Semula, Tiko dan dua orang temannya, Dwi Gunawan (19) dan Ahmad Kholid (19), hendak membeli sepatu di pasar malam depan Stasiun Jatinegara. Sepatu baru itu rencananya akan dipakai saat wawancara kerja di pabrik peleburan baja di Karawang, Jawa Barat, Rabu pagi. Ketiganya pun menumpang angkutan umum M04 jurusan Cililitan-Pulogadung. Rupanya angkot tersebut tak sampai ke depan stasiun. Ia berbalik arah di depan LP Cipinang.
"Kami turun, jalan ke arah stasiun. Terus ditarik sama cewek-cewek itu, langsung ditempelin tiga ojek, disuruh naik. Enggak tahu dibawa muter-mutersampai mandek (berhenti) di rumah, kayak kos-kosan gitu," ujar Tiko kepada Kompas.com di depan Polsektro Jatinegara, Selasa (4/9/2012) dini hari.
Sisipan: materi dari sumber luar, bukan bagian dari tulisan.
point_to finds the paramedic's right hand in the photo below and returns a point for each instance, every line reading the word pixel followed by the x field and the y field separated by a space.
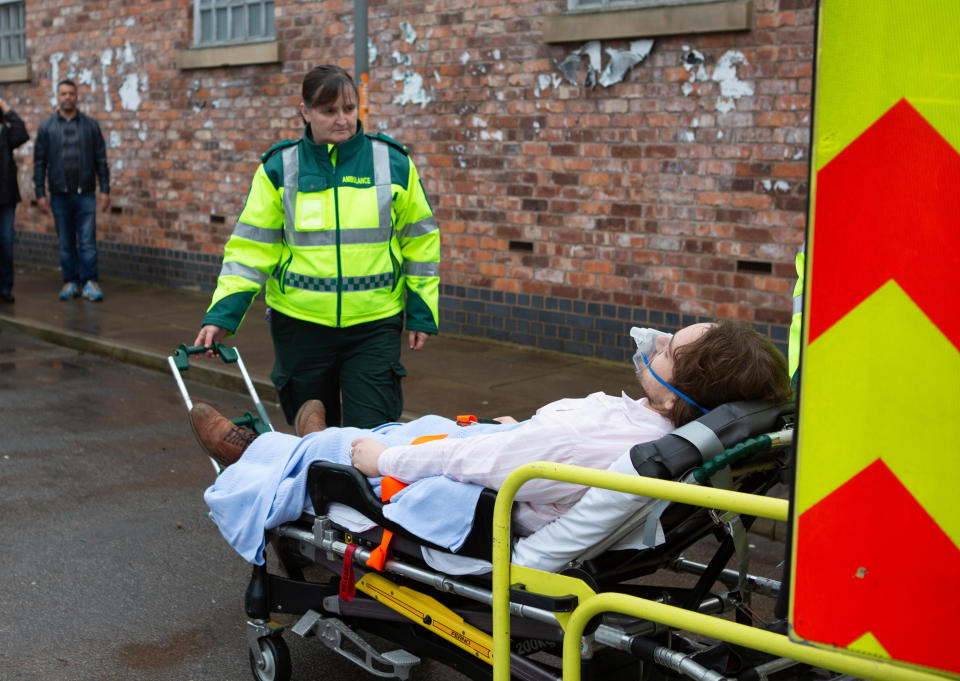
pixel 210 335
Sebelumnya, Tiko mengungkapkan, mereka adalah perantau dari Cilacap, Jawa Tengah. Ketiganya baru tiba di Jakarta, Minggu (2/9/2012) lalu. Sesampainya di Ibu Kota, ketiganya tinggal terpisah. Tiko dan Ahmad menyewa sebuah kontrakan di wilayah Sumber Artha, Jatibening, Bekasi, Jawa Barat. Sementara Dwi menumpang pamannya di daerah Prumpung, Jatinegara, Jakarta Timur.
Sesampainya di sebuah rumah kos yang tidak diketahui tempatnya, ketiga PSK itu kemudian membuka dua dus minuman berenergi. Tak hanya itu, mereka menyediakan berbagai makanan ringan. Sementara tiga pemuda lugu tersebut mengaku bingung karena tak memesan dan tak tahu harus berbuat apa. Selang setengah jam, mereka memutuskan untuk menolak tawaran dan pergi. Saat itulah permasalahan menjadi rumit.
"Satu cewek ngeluarin bon. Katanya kami harus bayar Rp 1.850.000. Ditulisnya ada biaya cewek yangnemenin. Kacang kecil aja harganya Rp 100.000, uang parkir Rp 50.000. Padahal, kami enggak ngapa-ngapain, parkir gimana, wong ke situ aja naik ojek," ujarnya.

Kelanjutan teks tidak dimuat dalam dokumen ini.